Matt Maiocco of revisits Gary Plummer's dismissal as the 49ers' radio color commentator. Maiocco: "Plummer certainly did not sugarcoat what he witnessed. There were two separate episodes last season in which Plummer's words on the broadcasts angered many in the organization. In games against Seattle and Philadelphia, Plummer stated flatly that receiver Michael Crabtree and guard Chilo Rachal should be benched. The organization, which controls the broadcasts on flagship station KNBR, does not deny there was friction over those isolated occurrences. But the man in charge of the move is adamant Plummer was not fired because he criticized the team. He says Plummer was given freedom to criticize as he saw fit."

Also from Maiocco: a look at how fans envision the first seven picks of the draft unfolding.

Matt Barrows of the Sacramento Bee says ex-49ers quarterback Gio Carmazzi decline to participate in an ESPN piece looking at the six quarterbacks drafted ahead of Tom Brady in 2000. Barrows: "The second quarterback taken that year was Hofstra's Gio Carmazzi, who was selected by the 49ers in the third round. The 49ers were so jazzed about Carmazzi that one of the offensive coaches at the time -- I will spare him the embarrassment and not identify him -- stood up on a table during a draft meeting and passionately extolled Carmazzi's virtues. He was the 49ers' quarterback of the future, the heir to Joe Montana and Steve Young.

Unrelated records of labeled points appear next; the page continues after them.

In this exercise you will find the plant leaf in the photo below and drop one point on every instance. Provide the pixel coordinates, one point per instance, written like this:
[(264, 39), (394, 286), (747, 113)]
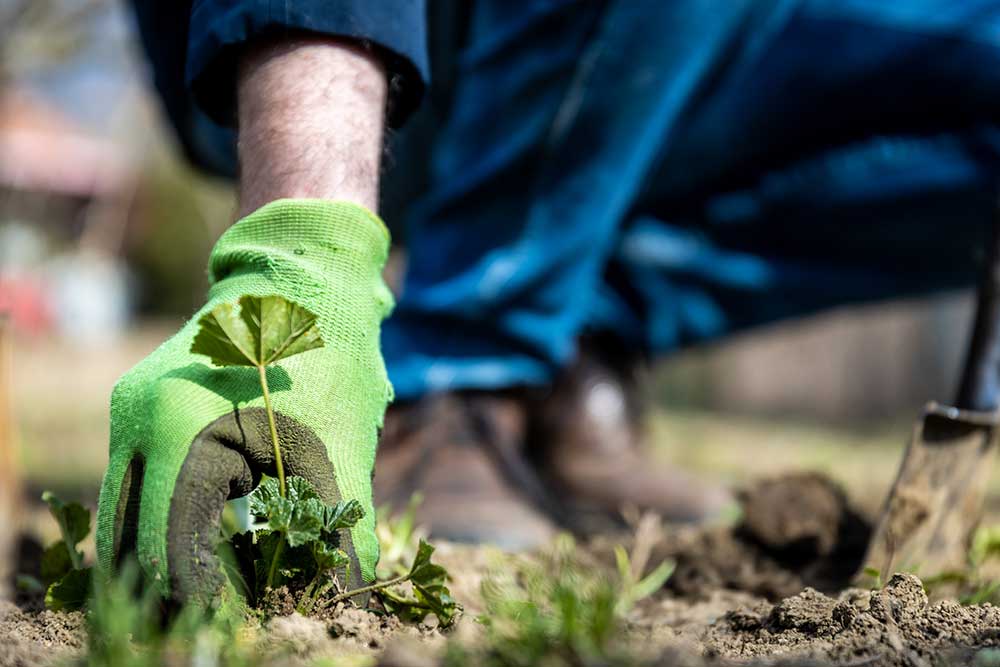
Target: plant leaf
[(342, 515), (282, 328), (298, 488), (428, 581), (74, 524), (55, 562), (257, 332), (328, 557), (223, 337), (70, 592), (300, 516)]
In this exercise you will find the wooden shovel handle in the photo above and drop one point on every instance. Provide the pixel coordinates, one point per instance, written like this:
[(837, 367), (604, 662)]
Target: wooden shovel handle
[(980, 385)]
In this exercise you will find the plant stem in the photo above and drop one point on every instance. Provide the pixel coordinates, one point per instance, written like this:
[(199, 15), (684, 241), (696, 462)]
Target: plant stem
[(74, 555), (373, 587), (274, 430), (274, 563)]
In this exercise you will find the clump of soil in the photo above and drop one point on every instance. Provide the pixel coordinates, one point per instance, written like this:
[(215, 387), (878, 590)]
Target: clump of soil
[(339, 630), (892, 626), (28, 639), (797, 530)]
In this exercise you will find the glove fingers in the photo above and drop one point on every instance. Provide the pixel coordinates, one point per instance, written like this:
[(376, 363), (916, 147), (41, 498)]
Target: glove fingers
[(118, 515), (211, 473), (225, 461)]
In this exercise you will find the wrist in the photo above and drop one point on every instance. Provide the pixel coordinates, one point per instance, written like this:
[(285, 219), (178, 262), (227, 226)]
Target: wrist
[(310, 113)]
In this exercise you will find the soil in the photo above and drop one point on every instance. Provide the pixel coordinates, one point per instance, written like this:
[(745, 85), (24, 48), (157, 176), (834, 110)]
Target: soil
[(773, 590)]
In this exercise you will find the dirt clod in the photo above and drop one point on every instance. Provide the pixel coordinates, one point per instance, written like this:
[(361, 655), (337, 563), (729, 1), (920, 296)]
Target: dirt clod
[(891, 626), (38, 638)]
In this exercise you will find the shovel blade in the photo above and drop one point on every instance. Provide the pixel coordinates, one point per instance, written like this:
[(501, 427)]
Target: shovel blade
[(936, 502)]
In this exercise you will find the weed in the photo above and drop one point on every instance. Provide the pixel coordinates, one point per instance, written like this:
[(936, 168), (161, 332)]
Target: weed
[(258, 333), (554, 611)]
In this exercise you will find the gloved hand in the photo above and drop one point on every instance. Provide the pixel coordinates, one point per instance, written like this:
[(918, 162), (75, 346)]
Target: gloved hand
[(186, 435)]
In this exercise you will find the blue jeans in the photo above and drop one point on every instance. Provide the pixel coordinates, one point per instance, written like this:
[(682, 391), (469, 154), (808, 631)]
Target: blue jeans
[(671, 172)]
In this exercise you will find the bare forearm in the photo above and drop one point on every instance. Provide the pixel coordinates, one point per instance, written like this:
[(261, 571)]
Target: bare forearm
[(311, 114)]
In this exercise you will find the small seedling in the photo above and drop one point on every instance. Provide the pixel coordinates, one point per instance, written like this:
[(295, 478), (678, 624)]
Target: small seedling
[(430, 595), (296, 542), (296, 537), (258, 333), (63, 572), (635, 588)]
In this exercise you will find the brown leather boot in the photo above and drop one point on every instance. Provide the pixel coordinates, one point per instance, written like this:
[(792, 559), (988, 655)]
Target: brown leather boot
[(586, 443), (463, 452)]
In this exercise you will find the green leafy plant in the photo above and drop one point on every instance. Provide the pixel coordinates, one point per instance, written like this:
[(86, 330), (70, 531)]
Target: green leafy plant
[(258, 332), (296, 543), (127, 628), (555, 610), (429, 592), (63, 573), (295, 540)]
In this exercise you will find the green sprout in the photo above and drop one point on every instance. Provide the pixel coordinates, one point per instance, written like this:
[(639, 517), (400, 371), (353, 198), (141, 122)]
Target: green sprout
[(258, 333)]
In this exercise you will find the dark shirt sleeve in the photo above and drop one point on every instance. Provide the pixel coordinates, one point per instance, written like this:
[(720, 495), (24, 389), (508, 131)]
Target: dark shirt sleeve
[(194, 48)]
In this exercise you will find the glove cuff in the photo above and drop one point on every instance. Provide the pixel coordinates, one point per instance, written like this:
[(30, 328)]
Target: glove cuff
[(313, 233)]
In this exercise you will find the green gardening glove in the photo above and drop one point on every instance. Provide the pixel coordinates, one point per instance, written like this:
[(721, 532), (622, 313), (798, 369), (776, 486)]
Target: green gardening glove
[(186, 435)]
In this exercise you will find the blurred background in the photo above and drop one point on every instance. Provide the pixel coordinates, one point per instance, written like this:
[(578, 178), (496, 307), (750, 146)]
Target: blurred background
[(104, 234)]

Carmazzi, as any decade-long suffering 49ers fan knows too well, never threw a regular-season pass for the 49ers. (And if you saw his preseason passes, you know why). The Boston Herald, which had a sneak preview of the 50-minute feature, writes that 'Carmozzi (sic) is now a yoga-obsessed farmer who has five goats. He was the only one who did not agree to an interview.' "

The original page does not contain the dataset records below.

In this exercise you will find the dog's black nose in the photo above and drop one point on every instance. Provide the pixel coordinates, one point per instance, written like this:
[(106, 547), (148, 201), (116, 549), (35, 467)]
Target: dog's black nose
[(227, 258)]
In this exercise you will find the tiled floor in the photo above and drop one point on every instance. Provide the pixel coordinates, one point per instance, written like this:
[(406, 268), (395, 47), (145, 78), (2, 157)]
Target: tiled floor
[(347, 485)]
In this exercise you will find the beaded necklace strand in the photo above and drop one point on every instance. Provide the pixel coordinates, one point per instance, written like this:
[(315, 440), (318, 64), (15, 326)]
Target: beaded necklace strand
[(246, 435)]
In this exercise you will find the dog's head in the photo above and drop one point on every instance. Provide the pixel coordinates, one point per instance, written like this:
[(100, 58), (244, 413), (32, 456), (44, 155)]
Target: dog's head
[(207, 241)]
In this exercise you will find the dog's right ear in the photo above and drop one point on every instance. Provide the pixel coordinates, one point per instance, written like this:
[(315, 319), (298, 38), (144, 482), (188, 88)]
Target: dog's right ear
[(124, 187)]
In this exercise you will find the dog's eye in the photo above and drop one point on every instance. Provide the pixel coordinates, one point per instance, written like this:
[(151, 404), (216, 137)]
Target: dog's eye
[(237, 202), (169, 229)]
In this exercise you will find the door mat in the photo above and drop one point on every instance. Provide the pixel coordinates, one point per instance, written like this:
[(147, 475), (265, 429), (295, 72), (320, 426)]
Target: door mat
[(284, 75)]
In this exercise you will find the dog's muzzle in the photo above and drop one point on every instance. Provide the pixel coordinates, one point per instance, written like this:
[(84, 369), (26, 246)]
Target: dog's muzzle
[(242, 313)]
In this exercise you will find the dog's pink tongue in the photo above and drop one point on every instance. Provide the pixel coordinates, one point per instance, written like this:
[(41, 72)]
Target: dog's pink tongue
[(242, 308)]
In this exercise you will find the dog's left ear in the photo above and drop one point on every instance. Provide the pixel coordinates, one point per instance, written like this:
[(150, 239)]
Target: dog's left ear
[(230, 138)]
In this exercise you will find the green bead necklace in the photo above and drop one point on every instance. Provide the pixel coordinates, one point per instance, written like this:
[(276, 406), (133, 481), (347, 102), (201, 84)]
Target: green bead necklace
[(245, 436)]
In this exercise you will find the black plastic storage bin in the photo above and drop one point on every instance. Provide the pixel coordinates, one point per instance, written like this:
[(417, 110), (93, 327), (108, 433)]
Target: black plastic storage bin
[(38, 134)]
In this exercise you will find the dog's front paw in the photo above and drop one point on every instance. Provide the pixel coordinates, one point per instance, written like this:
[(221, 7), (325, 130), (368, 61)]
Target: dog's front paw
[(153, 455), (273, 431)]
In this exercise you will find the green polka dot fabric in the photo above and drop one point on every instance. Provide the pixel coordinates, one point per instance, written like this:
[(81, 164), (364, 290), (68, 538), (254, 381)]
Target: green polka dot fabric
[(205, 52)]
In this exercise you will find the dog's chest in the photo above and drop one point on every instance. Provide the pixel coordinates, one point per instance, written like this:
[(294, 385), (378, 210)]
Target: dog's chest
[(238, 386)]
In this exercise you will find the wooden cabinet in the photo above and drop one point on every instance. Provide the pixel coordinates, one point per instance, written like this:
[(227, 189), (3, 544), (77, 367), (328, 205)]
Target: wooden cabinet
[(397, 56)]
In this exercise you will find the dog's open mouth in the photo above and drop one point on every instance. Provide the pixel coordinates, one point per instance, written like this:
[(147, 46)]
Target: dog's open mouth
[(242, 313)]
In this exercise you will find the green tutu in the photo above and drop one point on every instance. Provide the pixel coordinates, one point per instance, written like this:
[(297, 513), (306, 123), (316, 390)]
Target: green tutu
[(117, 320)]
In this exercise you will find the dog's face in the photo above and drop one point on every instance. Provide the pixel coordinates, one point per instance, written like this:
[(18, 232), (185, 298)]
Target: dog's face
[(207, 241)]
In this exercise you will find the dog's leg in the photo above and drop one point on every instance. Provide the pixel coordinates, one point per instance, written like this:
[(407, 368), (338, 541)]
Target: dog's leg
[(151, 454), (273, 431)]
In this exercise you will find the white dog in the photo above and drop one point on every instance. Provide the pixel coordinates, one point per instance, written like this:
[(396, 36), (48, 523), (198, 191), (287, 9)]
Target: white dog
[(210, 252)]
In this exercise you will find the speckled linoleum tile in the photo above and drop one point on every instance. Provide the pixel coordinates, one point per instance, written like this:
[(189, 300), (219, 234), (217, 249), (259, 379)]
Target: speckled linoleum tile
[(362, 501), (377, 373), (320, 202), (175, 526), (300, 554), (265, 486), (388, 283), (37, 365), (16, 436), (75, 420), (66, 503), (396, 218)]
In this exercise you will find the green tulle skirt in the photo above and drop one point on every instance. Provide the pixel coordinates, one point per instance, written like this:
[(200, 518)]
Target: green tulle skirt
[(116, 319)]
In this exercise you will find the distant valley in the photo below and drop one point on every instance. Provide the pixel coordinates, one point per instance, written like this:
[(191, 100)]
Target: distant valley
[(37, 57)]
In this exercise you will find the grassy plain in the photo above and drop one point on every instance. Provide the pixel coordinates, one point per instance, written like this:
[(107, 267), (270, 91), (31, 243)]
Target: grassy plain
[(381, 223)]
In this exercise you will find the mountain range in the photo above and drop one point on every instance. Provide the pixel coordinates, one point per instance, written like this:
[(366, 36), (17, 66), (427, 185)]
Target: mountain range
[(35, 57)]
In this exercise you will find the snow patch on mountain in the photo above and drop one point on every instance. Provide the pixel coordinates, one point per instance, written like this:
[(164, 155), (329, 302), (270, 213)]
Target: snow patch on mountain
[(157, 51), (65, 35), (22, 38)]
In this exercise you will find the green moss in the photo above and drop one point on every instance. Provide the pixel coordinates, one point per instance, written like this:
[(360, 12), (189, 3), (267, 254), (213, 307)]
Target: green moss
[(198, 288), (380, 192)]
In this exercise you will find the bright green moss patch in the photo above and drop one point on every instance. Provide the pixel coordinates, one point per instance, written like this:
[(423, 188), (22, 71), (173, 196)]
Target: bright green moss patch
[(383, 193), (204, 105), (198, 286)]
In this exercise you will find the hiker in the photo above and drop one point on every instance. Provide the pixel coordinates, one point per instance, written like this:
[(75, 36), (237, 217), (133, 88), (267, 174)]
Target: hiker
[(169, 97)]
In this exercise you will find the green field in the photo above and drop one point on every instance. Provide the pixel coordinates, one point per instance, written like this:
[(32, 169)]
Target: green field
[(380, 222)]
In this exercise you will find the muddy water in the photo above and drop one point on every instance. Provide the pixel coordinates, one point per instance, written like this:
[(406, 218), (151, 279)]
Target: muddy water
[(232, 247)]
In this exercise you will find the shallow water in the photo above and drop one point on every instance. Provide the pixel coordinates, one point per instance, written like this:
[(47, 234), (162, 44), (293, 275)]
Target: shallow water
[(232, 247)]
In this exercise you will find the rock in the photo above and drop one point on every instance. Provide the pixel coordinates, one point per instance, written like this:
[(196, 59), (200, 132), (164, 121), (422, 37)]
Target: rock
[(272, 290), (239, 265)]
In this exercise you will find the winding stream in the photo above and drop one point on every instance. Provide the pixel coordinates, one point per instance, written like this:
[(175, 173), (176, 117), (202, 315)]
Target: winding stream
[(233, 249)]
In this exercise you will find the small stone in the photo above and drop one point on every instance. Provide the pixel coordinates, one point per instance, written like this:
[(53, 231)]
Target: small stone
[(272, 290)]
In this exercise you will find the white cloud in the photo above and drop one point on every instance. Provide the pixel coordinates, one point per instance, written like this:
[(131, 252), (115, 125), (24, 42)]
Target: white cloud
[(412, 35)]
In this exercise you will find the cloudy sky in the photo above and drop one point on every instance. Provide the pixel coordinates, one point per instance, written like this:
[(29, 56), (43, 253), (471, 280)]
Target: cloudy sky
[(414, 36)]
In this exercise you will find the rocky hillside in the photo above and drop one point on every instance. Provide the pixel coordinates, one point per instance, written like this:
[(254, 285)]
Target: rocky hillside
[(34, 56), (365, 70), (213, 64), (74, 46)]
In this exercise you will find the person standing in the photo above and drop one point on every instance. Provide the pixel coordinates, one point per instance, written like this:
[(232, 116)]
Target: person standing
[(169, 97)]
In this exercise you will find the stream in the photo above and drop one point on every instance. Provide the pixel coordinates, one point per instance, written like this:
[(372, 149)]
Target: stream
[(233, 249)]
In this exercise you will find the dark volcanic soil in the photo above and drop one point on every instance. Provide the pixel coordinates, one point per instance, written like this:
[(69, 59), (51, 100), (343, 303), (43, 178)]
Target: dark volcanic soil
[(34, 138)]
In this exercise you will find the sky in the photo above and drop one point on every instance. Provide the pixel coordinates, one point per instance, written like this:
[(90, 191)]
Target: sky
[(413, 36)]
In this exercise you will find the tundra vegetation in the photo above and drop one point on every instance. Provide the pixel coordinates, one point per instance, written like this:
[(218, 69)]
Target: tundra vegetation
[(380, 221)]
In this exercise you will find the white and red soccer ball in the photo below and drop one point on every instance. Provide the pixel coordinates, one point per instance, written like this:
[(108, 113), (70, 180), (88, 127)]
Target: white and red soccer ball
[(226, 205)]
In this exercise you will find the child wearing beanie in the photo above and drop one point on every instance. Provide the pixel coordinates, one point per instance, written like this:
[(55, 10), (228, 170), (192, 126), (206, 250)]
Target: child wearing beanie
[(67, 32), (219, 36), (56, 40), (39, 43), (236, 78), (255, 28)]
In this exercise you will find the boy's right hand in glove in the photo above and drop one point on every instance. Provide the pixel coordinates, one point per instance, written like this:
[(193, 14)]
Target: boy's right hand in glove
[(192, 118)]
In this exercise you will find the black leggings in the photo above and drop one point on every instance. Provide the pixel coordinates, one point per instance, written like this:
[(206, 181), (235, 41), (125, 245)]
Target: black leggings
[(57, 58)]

Also from Barrows: Two running backs are scheduled to visit the 49ers.

Kevin Lynch of Niner Insider says Cam Newton's ability to lead comebacks at Auburn reminds him of Joe Montana's comeback efforts at Notre Dame.

Video: Rams on the clock

April, 4, 2011
Mike Tirico, Trent Dilfer, Chris Mortensen and Mel Kiper put the St. Louis Rams on the clock in their continuing 2011 NFL draft preview.

Dilfer expects Sam Bradford to put up big yardage numbers in 2011, but the key will be turning those yards into points through better play in the red zone. To do that, of course, the Rams will want more playmakers.

Kiper mentioned Boise State's Titus Young, Miami's Leonard Hankerson and Maryland's Torrey Smith as potential second-round options at receiver for the Rams if the team doesn't find one with the 14th overall choice.